Putting deployment simulation to the test

OpenAI forecasted 20 types of unwanted behavior, including violence, when GPT-5.4 Thinking launched. The team repeated the same review across earlier GPT-5 versions.

Researchers analyzed about 1.3 million de-identified conversations from GPT-5 Thinking, GPT-5.3, and GPT-5.4, covering August 2025 to March 2026. They checked whether the simulation missed real user behaviors before launch, whether it predicted the direction of later changes, and how closely those forecasts matched post-launch results.

What deployment simulation revealed

Deployment simulation predicted changes in objectionable behavior more accurately than OpenAI's earlier challenging prompts baseline, particularly when post-deployment shifts exceeded 1.5x. In most cases, the gap between predicted and actual behavior rates was around 1.5x, though one outlier reached 10x.  

The study also uncovered a previously unseen behavior called "calculator hacking," where a model used its browser tool to perform arithmetic while labeling the action as search. This was the only new issue identified during testing and would have been detected before reaching users.

Deployment simulation lowers test awareness

Models have gotten skilled at noticing when they're being tested, which can change how they behave. OpenAI found that simulated conversations resemble live ones closely enough that this effect drops off sharply.  

With GPT-5.2, the gap nearly disappeared: the model marked genuine production conversations as test-like 5.4% of the time and simulated ones 5.1% of the time. Older benchmarks such as SWE-Bench and MonorepoBench, by contrast, got flagged as tests almost every time.

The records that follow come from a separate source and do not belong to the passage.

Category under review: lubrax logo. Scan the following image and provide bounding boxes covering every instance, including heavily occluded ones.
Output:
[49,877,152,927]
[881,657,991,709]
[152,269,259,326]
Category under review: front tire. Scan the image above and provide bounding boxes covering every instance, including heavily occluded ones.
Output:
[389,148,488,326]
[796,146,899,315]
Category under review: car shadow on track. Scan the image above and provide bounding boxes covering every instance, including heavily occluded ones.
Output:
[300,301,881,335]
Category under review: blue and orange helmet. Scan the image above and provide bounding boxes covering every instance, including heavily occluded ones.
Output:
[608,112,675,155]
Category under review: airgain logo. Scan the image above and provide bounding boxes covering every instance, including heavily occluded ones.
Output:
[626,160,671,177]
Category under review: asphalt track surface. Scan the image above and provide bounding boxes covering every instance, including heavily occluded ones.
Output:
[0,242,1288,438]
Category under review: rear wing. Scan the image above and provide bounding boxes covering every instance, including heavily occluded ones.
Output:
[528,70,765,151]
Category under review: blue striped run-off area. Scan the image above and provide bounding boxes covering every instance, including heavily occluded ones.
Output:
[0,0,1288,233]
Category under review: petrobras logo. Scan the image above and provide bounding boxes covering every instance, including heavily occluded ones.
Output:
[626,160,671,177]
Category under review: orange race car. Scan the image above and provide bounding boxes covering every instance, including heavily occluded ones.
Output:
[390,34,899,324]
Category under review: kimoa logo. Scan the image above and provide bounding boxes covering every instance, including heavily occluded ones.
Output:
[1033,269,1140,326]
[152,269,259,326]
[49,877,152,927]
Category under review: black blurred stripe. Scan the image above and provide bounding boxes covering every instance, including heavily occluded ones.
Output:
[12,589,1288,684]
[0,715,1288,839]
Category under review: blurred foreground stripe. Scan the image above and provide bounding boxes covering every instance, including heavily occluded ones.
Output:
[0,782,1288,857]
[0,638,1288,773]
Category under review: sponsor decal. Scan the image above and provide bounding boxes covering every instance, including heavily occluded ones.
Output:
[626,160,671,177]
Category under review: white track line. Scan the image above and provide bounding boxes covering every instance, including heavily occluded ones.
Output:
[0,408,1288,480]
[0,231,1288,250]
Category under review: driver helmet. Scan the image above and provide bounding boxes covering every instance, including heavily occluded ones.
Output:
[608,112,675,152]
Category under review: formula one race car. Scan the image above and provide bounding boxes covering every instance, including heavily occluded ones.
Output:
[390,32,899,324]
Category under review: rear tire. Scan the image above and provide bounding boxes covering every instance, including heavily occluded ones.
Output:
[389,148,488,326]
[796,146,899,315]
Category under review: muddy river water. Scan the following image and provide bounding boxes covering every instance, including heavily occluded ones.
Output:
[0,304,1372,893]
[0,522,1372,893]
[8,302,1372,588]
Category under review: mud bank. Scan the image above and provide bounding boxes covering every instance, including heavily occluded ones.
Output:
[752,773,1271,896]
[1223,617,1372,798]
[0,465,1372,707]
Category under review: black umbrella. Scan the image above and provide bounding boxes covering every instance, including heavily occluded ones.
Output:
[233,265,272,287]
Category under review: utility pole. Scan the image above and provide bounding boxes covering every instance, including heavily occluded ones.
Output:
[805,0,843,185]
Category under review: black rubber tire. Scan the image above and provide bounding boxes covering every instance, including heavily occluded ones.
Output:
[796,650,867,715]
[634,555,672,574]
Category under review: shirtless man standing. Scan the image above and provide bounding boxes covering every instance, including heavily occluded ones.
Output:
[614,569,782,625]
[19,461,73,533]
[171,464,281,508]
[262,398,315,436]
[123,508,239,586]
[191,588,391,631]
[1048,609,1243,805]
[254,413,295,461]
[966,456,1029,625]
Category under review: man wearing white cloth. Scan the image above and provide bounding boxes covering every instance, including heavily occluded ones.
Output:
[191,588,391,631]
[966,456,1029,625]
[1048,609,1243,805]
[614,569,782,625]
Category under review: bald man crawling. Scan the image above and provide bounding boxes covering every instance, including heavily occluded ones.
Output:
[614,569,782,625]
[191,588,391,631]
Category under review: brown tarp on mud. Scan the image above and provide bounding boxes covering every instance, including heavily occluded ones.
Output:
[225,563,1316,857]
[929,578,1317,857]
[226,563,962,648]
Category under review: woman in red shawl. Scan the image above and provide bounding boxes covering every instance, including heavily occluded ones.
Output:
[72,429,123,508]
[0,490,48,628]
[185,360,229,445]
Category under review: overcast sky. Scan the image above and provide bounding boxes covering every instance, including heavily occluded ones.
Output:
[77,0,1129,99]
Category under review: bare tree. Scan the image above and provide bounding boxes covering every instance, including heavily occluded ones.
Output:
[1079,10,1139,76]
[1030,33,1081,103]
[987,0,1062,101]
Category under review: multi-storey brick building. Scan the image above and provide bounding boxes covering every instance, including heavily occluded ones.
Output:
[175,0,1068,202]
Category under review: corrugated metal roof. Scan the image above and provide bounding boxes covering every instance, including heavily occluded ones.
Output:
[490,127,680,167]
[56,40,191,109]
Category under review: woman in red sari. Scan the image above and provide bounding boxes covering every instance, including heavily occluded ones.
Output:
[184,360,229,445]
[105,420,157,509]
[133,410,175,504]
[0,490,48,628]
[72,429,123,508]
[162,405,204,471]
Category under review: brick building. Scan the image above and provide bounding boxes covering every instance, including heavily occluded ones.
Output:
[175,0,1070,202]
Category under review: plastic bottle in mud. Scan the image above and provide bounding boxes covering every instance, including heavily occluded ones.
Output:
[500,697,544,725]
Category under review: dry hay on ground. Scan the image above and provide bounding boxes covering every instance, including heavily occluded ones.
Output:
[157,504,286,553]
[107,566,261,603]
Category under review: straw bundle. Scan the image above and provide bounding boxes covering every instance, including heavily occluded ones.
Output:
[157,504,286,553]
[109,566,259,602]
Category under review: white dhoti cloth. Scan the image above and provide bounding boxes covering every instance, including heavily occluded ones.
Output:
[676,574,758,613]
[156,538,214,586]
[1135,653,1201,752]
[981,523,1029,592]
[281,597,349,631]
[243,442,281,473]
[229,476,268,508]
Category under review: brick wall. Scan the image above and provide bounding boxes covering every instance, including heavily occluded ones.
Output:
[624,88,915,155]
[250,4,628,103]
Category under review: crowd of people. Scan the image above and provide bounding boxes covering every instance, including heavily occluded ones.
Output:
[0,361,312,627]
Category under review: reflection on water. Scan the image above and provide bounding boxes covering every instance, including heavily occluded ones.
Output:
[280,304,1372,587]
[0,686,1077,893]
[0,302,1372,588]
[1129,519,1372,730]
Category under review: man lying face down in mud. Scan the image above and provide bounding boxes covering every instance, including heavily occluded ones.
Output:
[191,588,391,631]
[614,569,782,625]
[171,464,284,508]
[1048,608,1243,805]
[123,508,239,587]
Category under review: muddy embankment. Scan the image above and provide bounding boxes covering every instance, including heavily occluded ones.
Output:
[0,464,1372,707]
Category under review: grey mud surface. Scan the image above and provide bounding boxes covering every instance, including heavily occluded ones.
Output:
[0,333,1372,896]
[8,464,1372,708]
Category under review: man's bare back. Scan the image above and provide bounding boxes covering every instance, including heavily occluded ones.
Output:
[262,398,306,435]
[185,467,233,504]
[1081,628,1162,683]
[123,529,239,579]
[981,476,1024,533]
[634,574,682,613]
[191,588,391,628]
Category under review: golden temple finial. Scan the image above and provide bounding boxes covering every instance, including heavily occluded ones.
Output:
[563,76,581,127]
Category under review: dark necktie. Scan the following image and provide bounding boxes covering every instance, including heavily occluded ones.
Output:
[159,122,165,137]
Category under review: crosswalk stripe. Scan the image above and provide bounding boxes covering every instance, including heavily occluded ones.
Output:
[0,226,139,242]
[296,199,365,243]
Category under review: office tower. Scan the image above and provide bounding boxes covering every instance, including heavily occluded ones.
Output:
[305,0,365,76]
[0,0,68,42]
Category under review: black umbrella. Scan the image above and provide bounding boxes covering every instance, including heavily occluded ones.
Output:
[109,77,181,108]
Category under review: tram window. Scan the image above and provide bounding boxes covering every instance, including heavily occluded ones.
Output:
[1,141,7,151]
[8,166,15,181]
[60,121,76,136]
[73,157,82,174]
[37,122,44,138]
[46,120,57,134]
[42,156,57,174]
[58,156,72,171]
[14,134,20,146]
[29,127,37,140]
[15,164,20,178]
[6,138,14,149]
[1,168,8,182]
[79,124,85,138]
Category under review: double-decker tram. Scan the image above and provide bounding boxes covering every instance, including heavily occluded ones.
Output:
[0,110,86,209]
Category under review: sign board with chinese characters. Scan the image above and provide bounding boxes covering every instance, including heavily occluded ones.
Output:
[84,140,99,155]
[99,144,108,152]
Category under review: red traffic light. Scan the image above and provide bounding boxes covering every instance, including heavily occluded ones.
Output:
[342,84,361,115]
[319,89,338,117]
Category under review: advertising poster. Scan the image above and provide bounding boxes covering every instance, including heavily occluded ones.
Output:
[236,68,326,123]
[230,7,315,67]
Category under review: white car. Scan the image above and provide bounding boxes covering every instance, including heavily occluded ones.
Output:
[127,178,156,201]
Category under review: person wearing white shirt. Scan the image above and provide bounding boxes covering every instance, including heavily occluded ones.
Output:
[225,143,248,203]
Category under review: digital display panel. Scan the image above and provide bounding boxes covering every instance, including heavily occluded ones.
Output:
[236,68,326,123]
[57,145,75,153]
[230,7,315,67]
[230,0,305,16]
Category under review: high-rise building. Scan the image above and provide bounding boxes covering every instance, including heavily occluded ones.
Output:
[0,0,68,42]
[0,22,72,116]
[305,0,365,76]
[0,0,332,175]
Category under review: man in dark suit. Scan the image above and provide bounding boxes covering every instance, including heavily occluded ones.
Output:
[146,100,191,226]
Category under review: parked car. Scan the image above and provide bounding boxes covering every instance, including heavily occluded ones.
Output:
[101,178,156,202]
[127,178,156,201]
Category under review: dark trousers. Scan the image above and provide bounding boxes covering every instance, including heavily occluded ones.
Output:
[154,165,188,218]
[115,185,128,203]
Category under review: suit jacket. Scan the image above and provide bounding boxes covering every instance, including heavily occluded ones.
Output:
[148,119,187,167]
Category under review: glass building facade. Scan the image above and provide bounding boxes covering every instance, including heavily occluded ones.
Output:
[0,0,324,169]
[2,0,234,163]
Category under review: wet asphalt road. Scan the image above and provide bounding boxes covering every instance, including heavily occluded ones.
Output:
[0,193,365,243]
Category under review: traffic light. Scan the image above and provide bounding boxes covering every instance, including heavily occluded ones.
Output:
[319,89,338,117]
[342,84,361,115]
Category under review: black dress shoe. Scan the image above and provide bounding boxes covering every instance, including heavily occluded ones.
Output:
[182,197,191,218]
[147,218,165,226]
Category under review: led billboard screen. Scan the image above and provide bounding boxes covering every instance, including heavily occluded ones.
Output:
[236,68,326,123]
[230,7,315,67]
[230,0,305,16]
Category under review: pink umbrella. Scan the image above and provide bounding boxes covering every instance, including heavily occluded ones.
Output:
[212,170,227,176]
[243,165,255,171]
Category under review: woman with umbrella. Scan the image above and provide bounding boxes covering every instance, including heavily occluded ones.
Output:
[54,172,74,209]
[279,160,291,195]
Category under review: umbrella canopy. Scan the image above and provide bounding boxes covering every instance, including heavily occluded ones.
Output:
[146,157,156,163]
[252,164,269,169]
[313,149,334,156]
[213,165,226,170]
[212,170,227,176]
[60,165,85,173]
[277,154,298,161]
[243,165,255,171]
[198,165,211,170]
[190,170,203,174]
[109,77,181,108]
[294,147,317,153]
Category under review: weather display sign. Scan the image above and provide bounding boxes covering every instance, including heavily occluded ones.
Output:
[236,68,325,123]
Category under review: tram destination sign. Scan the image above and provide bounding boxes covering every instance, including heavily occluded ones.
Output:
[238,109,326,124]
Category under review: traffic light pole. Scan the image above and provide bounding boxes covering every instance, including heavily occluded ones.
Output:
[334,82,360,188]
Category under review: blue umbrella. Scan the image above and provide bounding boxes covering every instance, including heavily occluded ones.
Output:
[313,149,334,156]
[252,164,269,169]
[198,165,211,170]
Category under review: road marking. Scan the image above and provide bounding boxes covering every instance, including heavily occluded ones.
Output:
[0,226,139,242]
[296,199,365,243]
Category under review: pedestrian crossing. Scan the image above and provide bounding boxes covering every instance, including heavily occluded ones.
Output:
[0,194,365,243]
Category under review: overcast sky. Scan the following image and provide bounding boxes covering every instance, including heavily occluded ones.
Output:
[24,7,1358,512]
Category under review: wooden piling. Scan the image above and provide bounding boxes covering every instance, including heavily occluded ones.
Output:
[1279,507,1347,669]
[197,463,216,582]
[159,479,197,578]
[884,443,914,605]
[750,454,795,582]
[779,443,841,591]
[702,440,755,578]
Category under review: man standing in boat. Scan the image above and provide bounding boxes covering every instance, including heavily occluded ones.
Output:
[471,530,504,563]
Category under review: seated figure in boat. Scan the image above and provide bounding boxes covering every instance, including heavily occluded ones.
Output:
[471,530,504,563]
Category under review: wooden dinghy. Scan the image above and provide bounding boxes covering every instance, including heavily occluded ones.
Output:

Deployment simulation reaches into AI agents

OpenAI tested whether its deployment simulation pipeline could accurately model agents that rely on both conversations and tool usage. The study used 120,000 internal coding sessions from GPT-5.4 to create simulated scenarios for GPT-5.5 deployments.

To avoid risks tied to live systems, a separate model simulated tool interactions based on past conversations, repository states, and historical tool responses. Researchers then compared simulated events with real-world outcomes. The discriminator achieved a win rate of 49.5%, close to random chance, suggesting the simulations closely matched actual behavior. This marked a substantial improvement over an earlier result of 11.6%.

Where deployment simulation falls short

OpenAI describes deployment simulation as a complement to red-teaming and targeted testing, not a replacement. The method works best for patterns that appear frequently in its samples, which means rare events are unlikely to be detected. It also relies on visibility into a model's reasoning process, making it less suitable for systems with limited transparency.

Deployment simulation now serves as one component of OpenAI's broader evaluation process, helping researchers better anticipate model behavior and inform mitigation plans before new releases reach users.